Back on the Lady Grace. Matt, the captain, looks doubtfully at the sledge on the quayside. I assure him we can lift it on and off without jeopardising his boat. We heave it aboard. The boat rocks and Matt grimaces. I inwardly curse the sledge's weight and unwieldiness.

The sea is calm and we make good progress. I sit in the cabin with Matt, and watch the map readings on his screen. The Goodwin appear, and I feel excited and apprehensive. I am amazed at the extent of the sands, and their emptiness. Matt steers into the shallows and drops anchor. He tells me I have an hour and a half, and I clamber out of the boat, jumping unsteadily into the water. Boots submerged, but the sand is firm beneath my feet. Matt pushes the sledge over the boat towards me and I pull it awkwardly down onto the sand. He then passes me my boxes and basket, and I pile them onto the sledge and haul it away, self-conscious in his gaze, aware that I must look ridiculous.

The adrenalin of having arrived at my destination kicks in. An odd elation. The sands stretch out before me, sand lapped all around by sea. And it is seal land: the domain of those who can exist in both elements. But I cannot be distracted by the seals today.

The sledge is heavy and cumbersome: but my determination to reach the far tip of the North Brake, the closest point of the Goodwins to Pegwell, energises me, and the sands are enchanting. There is a watery sheen in areas, residual tide, which reflects the sky so I am walking in the sea, in the sky. Shifting spaces-submersion, emersion. I pull with renewed vigour and after 15 minutes arrive at what I believe to be the east end of the Brake.

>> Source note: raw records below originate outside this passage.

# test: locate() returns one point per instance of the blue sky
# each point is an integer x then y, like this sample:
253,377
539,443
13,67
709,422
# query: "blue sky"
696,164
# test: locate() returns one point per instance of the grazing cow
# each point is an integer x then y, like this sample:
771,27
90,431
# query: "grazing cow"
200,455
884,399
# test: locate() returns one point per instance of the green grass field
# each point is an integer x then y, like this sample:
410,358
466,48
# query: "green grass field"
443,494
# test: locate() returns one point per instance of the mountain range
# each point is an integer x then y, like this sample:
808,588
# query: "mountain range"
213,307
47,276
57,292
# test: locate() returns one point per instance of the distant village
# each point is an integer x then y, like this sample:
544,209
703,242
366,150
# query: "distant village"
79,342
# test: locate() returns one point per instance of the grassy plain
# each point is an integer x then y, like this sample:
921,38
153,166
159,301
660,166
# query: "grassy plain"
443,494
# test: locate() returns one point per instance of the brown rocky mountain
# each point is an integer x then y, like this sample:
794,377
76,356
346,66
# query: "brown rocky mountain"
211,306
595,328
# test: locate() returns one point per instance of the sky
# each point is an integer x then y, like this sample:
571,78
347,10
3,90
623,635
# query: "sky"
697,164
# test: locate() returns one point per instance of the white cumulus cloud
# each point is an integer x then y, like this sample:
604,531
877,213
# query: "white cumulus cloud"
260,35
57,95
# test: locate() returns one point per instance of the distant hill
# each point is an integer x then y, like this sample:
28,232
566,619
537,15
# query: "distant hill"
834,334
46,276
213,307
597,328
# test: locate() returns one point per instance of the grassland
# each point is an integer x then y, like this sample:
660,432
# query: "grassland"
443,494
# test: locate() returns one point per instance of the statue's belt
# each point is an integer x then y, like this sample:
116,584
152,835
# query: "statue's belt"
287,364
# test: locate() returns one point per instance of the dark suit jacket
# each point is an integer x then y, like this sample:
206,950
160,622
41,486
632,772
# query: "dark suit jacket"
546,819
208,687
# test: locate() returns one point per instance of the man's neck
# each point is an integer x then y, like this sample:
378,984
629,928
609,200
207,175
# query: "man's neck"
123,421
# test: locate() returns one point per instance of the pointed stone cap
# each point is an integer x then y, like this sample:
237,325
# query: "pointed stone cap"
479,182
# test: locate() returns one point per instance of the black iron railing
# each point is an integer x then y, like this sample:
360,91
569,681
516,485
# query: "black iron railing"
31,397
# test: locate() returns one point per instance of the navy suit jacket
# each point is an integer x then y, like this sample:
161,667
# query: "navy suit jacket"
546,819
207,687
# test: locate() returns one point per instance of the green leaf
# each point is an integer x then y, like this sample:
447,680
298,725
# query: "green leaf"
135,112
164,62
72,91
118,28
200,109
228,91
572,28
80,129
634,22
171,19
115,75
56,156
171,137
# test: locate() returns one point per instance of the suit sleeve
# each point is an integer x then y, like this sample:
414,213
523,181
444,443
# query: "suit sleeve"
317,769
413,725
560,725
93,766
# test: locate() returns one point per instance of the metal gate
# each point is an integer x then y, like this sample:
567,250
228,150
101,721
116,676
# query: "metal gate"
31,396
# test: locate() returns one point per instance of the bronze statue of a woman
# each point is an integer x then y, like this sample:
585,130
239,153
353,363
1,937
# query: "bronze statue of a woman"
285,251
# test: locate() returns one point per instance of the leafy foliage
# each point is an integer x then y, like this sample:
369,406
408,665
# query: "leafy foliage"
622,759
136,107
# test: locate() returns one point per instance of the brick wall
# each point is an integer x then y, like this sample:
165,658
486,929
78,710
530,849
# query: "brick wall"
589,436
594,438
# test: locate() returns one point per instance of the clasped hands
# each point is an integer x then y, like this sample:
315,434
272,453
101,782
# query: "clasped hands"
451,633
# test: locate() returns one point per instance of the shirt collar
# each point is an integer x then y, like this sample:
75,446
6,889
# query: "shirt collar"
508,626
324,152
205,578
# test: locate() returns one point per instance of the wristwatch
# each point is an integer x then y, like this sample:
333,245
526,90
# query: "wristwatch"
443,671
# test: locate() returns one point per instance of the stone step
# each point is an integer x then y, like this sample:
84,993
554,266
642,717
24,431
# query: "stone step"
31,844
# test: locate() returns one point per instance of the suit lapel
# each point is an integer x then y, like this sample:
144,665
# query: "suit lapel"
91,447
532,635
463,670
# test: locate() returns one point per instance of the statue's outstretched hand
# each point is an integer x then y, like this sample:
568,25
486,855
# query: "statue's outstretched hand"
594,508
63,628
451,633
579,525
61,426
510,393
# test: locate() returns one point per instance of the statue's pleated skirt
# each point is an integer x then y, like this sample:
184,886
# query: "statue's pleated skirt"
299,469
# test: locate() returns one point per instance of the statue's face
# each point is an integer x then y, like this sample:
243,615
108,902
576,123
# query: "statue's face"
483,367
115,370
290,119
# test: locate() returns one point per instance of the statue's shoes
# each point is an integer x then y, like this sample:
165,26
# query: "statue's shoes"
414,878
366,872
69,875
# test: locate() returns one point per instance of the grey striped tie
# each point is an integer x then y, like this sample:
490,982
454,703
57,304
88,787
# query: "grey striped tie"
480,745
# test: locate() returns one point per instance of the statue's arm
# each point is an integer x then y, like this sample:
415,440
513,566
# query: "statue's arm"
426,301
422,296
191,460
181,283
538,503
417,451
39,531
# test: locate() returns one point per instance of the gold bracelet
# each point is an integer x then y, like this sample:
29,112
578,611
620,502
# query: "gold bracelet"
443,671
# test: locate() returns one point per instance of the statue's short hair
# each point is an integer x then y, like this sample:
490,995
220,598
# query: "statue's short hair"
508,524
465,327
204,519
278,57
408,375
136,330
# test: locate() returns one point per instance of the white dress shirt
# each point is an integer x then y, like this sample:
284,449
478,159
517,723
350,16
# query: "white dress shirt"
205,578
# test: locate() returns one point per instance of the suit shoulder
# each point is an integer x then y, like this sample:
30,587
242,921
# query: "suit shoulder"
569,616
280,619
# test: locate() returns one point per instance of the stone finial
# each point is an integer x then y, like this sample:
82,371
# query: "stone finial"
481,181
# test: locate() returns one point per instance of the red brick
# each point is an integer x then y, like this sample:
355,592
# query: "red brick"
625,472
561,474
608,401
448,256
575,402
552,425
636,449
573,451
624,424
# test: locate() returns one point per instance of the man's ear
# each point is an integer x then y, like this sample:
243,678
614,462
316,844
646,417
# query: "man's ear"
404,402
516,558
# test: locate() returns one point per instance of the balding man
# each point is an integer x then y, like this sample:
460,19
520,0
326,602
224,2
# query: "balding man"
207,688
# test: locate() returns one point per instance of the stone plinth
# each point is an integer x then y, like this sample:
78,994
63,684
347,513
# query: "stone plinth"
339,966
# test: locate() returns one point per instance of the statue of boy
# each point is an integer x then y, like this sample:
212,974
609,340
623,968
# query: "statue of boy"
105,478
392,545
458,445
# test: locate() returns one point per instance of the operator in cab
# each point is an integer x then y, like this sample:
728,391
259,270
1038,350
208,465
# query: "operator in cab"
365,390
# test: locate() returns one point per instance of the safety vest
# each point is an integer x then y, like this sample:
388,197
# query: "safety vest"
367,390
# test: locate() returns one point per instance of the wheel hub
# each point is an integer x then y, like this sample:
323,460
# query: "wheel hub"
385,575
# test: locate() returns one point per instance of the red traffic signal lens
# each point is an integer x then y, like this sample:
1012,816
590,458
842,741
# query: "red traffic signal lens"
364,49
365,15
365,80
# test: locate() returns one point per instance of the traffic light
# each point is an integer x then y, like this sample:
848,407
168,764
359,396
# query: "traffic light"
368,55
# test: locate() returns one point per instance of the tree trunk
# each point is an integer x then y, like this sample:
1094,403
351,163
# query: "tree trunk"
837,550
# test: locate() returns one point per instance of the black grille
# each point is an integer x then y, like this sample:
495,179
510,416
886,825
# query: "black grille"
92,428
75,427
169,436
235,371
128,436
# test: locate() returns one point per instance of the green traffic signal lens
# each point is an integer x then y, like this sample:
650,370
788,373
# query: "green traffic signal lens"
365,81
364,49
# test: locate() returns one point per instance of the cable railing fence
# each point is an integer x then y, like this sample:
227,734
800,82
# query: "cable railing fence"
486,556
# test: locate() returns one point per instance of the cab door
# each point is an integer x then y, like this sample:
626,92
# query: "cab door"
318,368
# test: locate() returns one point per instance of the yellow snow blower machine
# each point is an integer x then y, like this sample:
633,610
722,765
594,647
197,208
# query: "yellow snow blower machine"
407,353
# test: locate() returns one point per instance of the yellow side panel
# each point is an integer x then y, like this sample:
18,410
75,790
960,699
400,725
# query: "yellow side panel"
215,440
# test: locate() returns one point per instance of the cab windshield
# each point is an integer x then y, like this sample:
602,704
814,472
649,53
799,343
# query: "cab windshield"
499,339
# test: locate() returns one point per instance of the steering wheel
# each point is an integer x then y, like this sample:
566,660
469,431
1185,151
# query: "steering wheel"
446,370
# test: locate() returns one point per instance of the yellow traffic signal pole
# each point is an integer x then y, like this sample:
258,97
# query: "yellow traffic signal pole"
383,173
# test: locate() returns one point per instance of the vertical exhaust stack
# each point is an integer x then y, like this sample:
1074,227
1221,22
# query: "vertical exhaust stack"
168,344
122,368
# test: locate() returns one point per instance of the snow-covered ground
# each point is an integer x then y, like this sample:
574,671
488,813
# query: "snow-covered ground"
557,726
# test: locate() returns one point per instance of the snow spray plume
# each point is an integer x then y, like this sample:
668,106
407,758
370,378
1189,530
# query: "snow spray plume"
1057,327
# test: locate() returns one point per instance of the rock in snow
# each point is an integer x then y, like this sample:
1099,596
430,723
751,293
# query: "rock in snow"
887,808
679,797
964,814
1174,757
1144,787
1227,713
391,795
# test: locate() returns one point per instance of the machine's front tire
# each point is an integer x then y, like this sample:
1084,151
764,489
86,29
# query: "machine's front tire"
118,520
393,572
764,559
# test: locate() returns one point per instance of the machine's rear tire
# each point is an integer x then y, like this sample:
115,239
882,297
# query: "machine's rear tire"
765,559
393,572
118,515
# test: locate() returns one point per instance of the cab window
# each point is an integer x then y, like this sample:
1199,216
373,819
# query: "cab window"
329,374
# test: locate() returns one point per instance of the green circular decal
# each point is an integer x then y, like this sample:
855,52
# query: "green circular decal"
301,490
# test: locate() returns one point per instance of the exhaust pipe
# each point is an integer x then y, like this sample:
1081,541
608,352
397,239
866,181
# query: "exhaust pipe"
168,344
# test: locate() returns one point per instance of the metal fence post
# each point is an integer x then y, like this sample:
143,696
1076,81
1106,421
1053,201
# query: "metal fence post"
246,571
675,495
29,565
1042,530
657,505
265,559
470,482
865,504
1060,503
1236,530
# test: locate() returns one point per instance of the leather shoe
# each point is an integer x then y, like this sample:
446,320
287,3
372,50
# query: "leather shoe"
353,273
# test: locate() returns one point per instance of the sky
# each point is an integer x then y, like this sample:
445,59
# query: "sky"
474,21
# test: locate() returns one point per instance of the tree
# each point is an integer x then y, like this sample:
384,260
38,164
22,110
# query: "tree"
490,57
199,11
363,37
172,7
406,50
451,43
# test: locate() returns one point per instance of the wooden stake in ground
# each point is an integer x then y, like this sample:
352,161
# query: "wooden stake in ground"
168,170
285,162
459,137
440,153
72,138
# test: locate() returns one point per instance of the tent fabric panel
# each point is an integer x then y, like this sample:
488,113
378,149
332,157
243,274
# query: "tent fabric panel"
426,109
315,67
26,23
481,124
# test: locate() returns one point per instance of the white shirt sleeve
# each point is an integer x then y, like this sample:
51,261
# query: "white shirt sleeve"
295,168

I pull out my sheet from a box. I will draw the sands. I pour cuttlefish ink on the sheet, and blot the sands with it. Ghostly impressions appear, marking the rhythms caused by tide lines. I take my tools and excavate sand, scooping it frantically in the small quantities my ill-formed implements allow. The sand seems finer than usual, softer and devoid of shell fragments and stones.

Finally I scoop sea water awkwardly into my tiny clay vessels, nestling in the lumpen basket I found at Sandwich Bay. I realise it is easier to wade into the sea slightly to fill them but as I start doing this a tremor of fear runs through me. I think of Arthur Durham Divine's German saboteur, left marooned on the Goodwins watching the boat disappear, the boat he had commandeered to take him to Belgium. I check my watch. I am in good time, but I now urgently want to be back on the Lady Grace.